Figure 1: Band geometry and gap data for the Haldane model.

(a) Honeycomb lattice used to define the Haldane model. Basis vectors a₁, a₂ are shown in red; basis elements are shown by differently coloured/numbered sites. Hopping elements are shown with black and blue edges; arrowheads indicate the chirality convention for complex hoppings. (b) Band geometry over the reciprocal lattice unit cell spanned by b₁, b₂, for parameter values maximizing the gap and minimizing σ_B. Axes of ellipses are proportional to the eigenvectors of the quantum metric g^α(k), and ellipse color is given by the relative deviation of Berry curvature B_α(k) from its Brillouin zone-averaged value. (c) Gap Δ as a function of (φ, M) for N=8 bosons at v=1/2 with an on-site repulsion. (d) Gap as a function of (φ, M) for N=8 fermions at v=1/3 with nearest-neighbour repulsion.
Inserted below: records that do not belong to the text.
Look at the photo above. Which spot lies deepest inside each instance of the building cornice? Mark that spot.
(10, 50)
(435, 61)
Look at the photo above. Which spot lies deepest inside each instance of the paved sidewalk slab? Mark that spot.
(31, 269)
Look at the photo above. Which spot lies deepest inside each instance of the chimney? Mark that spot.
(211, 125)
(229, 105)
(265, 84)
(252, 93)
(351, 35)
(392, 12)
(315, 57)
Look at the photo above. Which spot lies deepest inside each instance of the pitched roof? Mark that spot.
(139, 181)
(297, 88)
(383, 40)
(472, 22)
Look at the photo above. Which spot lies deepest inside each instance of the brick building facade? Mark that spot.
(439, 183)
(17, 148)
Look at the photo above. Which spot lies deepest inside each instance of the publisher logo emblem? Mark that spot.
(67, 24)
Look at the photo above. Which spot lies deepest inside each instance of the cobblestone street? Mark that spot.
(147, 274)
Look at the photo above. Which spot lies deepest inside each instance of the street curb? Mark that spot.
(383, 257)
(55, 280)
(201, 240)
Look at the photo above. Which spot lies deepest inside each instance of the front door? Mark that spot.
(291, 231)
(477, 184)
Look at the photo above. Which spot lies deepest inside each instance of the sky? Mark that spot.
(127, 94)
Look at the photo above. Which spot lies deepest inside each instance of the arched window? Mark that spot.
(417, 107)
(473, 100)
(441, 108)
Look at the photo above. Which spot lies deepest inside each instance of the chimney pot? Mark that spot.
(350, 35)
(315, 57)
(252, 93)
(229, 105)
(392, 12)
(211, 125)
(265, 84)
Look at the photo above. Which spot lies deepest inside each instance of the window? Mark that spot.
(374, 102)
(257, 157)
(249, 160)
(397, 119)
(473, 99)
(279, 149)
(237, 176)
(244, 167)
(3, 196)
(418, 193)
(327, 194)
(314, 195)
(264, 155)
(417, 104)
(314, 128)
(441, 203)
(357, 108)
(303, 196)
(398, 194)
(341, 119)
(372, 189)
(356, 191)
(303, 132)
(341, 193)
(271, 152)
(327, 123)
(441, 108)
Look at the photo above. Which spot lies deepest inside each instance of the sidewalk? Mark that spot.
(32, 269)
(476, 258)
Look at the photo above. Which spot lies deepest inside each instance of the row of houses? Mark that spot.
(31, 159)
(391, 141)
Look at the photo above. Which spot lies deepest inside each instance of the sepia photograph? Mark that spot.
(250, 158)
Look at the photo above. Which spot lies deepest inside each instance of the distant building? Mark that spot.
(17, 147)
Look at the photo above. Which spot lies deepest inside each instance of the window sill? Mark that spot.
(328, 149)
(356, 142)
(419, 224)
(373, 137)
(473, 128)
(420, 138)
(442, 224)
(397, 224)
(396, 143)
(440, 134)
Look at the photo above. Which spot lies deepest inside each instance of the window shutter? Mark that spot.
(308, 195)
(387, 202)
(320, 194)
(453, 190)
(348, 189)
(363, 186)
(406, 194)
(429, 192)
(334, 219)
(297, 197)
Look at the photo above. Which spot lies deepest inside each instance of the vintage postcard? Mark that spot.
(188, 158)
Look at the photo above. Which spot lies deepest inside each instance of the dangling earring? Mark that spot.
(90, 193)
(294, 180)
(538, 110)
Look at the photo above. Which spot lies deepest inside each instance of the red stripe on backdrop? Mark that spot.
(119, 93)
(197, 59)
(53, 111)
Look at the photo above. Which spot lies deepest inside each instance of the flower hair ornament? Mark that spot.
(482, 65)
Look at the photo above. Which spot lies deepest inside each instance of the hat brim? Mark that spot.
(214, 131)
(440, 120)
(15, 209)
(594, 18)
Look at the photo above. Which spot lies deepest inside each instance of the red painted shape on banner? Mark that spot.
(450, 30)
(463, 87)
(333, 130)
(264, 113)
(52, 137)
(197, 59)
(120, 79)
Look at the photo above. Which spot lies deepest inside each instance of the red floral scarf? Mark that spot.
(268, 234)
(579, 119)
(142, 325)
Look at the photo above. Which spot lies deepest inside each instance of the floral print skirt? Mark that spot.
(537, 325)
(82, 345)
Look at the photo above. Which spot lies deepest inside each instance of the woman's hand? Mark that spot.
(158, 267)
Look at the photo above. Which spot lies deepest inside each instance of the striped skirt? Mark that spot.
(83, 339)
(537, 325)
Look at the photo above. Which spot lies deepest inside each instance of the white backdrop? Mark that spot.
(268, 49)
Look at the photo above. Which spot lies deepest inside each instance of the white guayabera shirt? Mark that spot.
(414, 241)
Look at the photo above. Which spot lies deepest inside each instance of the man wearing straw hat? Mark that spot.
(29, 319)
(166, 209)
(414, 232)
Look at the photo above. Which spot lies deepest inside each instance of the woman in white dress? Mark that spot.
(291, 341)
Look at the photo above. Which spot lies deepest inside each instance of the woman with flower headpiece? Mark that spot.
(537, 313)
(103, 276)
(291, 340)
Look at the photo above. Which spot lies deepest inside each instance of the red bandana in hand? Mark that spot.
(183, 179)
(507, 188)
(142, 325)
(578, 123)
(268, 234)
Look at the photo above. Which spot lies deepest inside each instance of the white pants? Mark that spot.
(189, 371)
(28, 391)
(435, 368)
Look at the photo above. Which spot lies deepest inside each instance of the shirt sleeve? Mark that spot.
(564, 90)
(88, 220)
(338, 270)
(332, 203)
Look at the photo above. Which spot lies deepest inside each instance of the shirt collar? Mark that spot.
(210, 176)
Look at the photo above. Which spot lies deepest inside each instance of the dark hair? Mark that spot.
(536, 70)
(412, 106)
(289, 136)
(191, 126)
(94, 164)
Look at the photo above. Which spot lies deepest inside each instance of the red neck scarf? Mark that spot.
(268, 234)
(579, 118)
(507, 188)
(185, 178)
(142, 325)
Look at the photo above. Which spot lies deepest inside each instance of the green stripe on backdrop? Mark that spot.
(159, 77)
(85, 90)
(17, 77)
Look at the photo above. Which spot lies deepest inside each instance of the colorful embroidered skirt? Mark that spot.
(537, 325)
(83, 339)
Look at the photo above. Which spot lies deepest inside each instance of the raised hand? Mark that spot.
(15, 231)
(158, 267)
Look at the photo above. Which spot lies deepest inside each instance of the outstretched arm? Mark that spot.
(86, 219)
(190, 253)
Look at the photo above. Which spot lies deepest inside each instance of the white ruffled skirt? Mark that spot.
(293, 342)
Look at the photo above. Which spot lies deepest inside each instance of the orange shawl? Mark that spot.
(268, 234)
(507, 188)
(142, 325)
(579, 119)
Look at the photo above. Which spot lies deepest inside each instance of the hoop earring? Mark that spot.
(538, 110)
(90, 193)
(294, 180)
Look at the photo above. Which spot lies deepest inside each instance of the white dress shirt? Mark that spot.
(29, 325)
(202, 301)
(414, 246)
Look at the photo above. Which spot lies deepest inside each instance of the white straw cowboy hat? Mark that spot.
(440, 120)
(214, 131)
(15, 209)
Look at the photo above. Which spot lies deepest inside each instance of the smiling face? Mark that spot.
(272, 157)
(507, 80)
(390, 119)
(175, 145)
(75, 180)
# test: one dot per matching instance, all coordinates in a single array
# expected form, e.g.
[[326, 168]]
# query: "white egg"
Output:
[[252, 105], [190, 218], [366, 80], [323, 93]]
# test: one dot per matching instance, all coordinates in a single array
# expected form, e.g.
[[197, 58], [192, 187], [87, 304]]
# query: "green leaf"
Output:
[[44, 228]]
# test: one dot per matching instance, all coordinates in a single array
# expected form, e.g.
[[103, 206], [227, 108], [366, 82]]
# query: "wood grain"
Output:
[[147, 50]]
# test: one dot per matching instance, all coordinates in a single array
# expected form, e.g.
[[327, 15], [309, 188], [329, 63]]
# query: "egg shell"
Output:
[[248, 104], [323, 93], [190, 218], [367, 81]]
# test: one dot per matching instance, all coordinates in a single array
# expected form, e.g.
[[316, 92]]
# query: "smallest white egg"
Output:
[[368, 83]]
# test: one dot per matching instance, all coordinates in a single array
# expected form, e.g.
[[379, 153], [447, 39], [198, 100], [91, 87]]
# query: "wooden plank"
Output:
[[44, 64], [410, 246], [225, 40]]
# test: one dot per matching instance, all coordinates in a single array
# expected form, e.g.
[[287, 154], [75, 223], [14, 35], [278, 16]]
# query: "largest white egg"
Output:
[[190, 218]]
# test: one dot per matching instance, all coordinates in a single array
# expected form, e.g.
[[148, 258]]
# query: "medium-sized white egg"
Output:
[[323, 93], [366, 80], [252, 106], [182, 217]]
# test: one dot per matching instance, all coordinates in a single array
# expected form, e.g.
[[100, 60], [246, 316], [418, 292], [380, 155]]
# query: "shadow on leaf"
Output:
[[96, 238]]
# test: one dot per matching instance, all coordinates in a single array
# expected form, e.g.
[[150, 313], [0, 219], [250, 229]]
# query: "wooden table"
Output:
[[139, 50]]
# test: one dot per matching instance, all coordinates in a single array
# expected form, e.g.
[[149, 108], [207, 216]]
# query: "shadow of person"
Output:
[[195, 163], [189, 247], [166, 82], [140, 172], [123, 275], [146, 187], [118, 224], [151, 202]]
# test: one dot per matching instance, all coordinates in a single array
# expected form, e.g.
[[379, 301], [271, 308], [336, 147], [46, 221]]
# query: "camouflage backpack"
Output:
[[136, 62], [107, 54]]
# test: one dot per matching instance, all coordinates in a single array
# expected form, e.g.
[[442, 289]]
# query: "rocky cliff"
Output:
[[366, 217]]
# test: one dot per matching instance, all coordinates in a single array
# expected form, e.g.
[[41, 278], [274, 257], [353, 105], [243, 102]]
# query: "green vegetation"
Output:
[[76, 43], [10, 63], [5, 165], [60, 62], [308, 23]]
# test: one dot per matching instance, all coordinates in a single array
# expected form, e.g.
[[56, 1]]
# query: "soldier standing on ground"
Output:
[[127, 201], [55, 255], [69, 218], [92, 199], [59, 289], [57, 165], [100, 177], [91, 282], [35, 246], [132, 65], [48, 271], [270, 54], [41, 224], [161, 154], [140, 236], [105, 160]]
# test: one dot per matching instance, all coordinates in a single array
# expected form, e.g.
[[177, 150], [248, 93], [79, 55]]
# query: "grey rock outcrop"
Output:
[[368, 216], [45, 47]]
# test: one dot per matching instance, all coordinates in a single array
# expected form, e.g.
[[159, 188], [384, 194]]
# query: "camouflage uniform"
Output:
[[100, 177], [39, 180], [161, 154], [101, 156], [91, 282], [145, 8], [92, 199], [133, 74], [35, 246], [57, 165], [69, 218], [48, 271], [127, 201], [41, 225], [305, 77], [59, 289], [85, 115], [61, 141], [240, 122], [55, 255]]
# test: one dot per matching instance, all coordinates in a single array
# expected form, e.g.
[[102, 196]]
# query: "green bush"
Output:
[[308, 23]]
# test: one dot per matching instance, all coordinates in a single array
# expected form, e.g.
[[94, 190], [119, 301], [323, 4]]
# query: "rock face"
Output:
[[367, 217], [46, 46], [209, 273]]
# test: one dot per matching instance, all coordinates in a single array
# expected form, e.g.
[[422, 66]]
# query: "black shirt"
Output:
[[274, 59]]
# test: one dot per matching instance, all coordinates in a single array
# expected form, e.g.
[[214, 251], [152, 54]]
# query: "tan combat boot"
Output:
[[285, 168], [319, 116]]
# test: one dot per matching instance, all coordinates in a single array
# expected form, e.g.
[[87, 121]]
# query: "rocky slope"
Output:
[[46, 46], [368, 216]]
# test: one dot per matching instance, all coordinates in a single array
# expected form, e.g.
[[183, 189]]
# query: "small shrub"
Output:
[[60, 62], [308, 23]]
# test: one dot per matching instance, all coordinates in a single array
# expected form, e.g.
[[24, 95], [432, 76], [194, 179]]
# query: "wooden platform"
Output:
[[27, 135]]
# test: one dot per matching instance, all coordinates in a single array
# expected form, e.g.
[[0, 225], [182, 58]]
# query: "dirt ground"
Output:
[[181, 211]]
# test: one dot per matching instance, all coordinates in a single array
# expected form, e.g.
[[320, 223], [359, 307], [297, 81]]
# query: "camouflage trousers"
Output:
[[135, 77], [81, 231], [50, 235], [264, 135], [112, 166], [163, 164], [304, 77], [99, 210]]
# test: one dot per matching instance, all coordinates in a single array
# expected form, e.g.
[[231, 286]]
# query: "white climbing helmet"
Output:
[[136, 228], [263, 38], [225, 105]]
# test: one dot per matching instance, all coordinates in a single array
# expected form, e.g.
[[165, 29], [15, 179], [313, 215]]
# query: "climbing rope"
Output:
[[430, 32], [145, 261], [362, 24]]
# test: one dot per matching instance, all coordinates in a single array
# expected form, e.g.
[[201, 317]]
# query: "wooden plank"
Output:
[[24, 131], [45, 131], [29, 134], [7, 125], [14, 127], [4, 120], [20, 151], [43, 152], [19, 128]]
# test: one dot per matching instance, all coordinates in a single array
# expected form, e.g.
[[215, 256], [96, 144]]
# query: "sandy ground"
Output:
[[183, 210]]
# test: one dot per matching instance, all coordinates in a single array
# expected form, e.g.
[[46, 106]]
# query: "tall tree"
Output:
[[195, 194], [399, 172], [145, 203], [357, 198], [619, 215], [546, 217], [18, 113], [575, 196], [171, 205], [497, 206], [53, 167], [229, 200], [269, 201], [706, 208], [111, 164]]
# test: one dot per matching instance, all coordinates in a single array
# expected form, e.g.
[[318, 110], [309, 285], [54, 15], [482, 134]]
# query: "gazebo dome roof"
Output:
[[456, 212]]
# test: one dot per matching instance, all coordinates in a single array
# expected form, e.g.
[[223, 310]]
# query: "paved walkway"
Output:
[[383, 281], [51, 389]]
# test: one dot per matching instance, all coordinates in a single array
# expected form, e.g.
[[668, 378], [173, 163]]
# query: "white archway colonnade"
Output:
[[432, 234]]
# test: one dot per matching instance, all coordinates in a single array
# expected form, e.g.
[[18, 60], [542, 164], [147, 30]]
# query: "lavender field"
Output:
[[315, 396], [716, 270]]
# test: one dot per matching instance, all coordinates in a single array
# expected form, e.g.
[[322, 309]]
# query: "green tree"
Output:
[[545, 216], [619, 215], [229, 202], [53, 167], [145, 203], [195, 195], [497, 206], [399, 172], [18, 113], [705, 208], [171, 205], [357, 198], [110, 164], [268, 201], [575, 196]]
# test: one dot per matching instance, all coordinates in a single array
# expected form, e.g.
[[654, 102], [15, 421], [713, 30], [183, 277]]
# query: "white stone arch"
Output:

Note that this plot differs from Fig. 8 of ref. 32 because we exclude (light grey) parameters failing to meet energetic and entanglement-based criteria for Laughlin-type order. (e) Berry curvature fluctuations σ_B (left scale) and metric fluctuations σ_g and average trace inequality (right scale) as functions of φ at M=0. (f) Reproduction of the gap data from c,d along M=0.